Ailleurs : Monastère royal de Brou, histoire d'un monument de style gothique flamboyant et de sa fondatrice Marguerite d'Autriche - Bourg-en-Bresse

 

L’histoire du Monastère royal de Brou est intimement liée au destin exceptionnel de sa fondatrice, Marguerite d’Autriche (1480-1530). Fille de Maximilien Ier (1459-1519), chef de la maison de Habsbourg, et de Marie de Bourgogne (1457-1482), unique enfant de Charles le Téméraire (1433-1477), le quatrième et dernier duc de Bourgogne de la lignée Valois, la princesse est l’héritière de prestigieuses dynasties. A vingt-cinq ans, mariée trois fois, répudiée, puis veuve à deux reprises, Marguerite de Habsbourg, archiduchesse d’Autriche, successivement princesse de Bourgogne, fille de France, infante d'Espagne et duchesse de Savoie, a déjà connu un sort hors du commun. Cette femme de la Renaissance, grand mécène, férue d’arts, de littérature, de musique, attire à Malines où elle réside et élève son neveu le futur Charles Quint, l’une des plus brillantes cours d’Europe. La princesse se rend propriétaire d’œuvres majeures telles que « Les très riches heures du duc de Berry », le « Portrait des époux Arnolfini » de Van Eyck. Au décès de son troisième époux, Philibert de Savoie, Marguerite d’Autriche manifeste l’idée de créer le Monastère royal de Brou, donnant ainsi suite au vœu de sa belle-mère, Marguerite de Bourbon. La construction débute en 1506 sous la direction de l'architecte Louis van Bodgeghem.  L’église Saint Nicolas de Tolentin, construite de 1513 à 1532, et les trois cloîtres sont classés au titre des Monuments historiques. Les bâtiments monastiques de Brou abritent désormais le musée municipal de la ville de Bourg-en-Bresse. L’un des cloîtres est consacré à l’exposition des collections d’art français, italien et flamand, du XVème au XXème siècle, fonds dont le socle originel doit beaucoup au mécénat de la fondatrice.
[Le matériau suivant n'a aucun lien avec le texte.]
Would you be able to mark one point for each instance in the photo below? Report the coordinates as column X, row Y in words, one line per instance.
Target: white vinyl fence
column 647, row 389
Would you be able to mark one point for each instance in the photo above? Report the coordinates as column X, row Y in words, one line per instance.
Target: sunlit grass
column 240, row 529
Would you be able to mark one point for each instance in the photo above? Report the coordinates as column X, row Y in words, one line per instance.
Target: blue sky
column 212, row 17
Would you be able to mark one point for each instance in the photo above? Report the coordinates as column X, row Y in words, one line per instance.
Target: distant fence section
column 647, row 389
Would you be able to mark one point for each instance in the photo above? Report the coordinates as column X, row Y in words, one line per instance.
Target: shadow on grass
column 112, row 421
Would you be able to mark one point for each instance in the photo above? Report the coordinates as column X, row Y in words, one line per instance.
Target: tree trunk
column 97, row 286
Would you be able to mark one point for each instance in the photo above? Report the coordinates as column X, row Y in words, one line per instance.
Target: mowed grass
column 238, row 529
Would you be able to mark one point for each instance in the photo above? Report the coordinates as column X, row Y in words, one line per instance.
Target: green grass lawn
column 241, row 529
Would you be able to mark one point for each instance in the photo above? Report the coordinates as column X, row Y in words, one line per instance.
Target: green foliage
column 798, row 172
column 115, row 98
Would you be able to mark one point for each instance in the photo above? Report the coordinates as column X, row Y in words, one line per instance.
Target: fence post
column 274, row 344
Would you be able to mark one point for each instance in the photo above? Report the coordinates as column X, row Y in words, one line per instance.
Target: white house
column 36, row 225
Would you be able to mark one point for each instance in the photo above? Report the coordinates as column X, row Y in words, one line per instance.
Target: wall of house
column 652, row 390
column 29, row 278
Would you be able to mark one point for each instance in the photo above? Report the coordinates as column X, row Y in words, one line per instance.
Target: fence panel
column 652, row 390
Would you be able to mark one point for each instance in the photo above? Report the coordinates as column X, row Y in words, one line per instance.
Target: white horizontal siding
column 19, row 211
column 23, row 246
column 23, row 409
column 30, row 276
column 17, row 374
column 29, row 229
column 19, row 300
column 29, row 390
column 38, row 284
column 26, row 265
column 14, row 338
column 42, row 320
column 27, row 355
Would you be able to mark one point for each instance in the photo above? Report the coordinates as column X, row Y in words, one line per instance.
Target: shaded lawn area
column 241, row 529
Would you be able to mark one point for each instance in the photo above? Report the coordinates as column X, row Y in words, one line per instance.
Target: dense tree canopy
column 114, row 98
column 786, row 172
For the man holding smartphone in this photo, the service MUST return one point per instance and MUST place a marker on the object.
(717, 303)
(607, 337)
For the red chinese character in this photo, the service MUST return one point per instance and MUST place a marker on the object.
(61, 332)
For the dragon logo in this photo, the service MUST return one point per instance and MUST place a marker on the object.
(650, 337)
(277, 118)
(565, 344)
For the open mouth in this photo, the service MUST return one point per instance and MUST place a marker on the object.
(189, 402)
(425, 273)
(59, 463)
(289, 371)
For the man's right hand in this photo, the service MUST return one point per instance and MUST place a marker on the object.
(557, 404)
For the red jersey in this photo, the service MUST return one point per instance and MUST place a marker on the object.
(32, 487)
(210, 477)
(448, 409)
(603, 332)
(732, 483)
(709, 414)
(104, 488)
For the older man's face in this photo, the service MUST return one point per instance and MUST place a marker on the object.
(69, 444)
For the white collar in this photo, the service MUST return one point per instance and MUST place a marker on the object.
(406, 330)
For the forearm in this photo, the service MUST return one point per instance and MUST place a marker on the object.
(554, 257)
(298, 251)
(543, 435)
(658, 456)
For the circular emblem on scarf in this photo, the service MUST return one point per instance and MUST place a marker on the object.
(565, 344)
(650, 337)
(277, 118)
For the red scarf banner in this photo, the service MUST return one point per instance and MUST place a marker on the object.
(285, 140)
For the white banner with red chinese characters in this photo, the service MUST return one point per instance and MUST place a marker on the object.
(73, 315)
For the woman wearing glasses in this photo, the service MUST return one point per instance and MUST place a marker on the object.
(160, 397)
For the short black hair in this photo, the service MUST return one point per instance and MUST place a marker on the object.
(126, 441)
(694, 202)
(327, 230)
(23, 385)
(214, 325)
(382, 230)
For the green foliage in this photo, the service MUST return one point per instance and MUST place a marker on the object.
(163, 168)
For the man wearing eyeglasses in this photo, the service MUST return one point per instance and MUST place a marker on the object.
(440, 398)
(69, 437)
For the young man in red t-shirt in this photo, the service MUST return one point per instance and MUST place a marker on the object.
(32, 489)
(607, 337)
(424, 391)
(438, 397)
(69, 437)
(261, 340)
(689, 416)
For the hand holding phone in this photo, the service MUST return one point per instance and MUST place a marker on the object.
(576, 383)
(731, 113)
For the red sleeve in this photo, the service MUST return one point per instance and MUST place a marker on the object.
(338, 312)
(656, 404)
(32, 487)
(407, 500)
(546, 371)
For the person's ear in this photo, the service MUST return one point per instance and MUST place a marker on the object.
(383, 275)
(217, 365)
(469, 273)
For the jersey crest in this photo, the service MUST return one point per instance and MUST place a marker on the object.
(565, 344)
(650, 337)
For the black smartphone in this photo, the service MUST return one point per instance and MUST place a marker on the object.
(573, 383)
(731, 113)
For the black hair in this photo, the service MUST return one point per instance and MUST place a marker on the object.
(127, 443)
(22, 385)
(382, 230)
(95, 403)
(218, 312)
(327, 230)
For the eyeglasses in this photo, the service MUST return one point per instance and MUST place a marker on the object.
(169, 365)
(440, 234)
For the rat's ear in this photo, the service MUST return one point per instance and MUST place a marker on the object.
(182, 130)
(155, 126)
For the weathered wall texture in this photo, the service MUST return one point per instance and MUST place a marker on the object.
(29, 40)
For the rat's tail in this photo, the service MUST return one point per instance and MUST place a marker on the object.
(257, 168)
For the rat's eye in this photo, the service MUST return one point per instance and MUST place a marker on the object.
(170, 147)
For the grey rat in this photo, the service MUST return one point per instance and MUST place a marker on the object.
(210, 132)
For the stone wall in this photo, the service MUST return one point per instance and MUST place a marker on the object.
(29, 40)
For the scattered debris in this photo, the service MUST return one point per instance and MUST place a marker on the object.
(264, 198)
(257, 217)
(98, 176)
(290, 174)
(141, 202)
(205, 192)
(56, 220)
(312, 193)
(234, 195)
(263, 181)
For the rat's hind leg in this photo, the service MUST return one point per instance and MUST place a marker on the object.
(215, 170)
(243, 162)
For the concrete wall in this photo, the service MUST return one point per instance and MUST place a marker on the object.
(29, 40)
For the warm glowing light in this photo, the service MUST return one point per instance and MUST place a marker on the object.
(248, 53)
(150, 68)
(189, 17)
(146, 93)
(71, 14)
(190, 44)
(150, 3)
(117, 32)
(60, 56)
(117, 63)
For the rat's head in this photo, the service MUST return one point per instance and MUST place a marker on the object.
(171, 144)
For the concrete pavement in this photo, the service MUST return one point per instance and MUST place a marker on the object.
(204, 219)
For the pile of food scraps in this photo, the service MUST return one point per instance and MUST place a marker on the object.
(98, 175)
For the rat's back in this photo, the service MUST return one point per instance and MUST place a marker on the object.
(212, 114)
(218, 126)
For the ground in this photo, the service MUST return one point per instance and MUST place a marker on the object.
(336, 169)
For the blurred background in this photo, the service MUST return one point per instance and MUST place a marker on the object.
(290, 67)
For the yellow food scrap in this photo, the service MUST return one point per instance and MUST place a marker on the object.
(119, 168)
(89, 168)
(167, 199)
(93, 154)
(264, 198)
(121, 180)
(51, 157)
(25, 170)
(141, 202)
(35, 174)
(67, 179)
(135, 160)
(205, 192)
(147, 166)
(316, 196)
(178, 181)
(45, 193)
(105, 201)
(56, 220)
Marguerite de Habsbourg (1480-1530) se retrouve dès son plus jeune âge au coeur de transactions matrimoniales propres à servir les ambitions géopolitiques de son père, l’empereur Maximilien Ier. En 1482, le traité d’Arras entre celui-ci et Louis XI de France marque un terme à quinze années de guerre. Il stipule une alliance royale. A l’âge de trois ans, Marguerite est promise au Dauphin de France, futur Charles VIII, fils de Louis XI. La petite princesse quitte la cour francophone de Bruxelles. A Amboise, l’union avec le Dauphin est scellée sur papier. Mais l’accord est saboté par les manœuvres de Maximilien qui souhaite étendre son autorité à l’ouest du royaume de France. Veuf, ce dernier épouse, par procuration, en 1490, Anne de Bretagne. Le trône de Charles VIII est menacé. Il décide de répudier Marguerite qui a dix ans. Pour freiner l’avancée des Habsbourg, il entame le siège de Rennes où Anne de Bretagne est réfugiée. Il obtient qu’elle renonce à son union avec les ennemis de la France. En 1491 Anne épouse officiellement Charles VIII. Le mariage par procuration avec Maximilien est reconnu nul par le pape Innocent VIII en 1492

Les ambitions d’expansion de Maximilien relancent les tractations diplomatiques. Il envisage une alliance avec la couronne d’Espagne. Dès 1496, il négocie le mariage de ses enfants aux héritiers du trône de Castille et d’Aragon. Ainsi Philippe le Beau (1478-1506) épouse Jeanne de Castille (1479-1555). Et Marguerite convole pour son deuxième mariage avec Juan d’Aragon (1478-1497), infant d’Espagne. La cérémonie se tient à Pâques, fin mars 1497. De santé fragile depuis son enfance, Juan décède en octobre de la même année, probablement de la tuberculose. Des rumeurs font peser des soupçons sur la jeune épousée, dont le tempérament ardent aurait épuisé le jeune prince. Marguerite accouche d’un enfant mort-né en 1498.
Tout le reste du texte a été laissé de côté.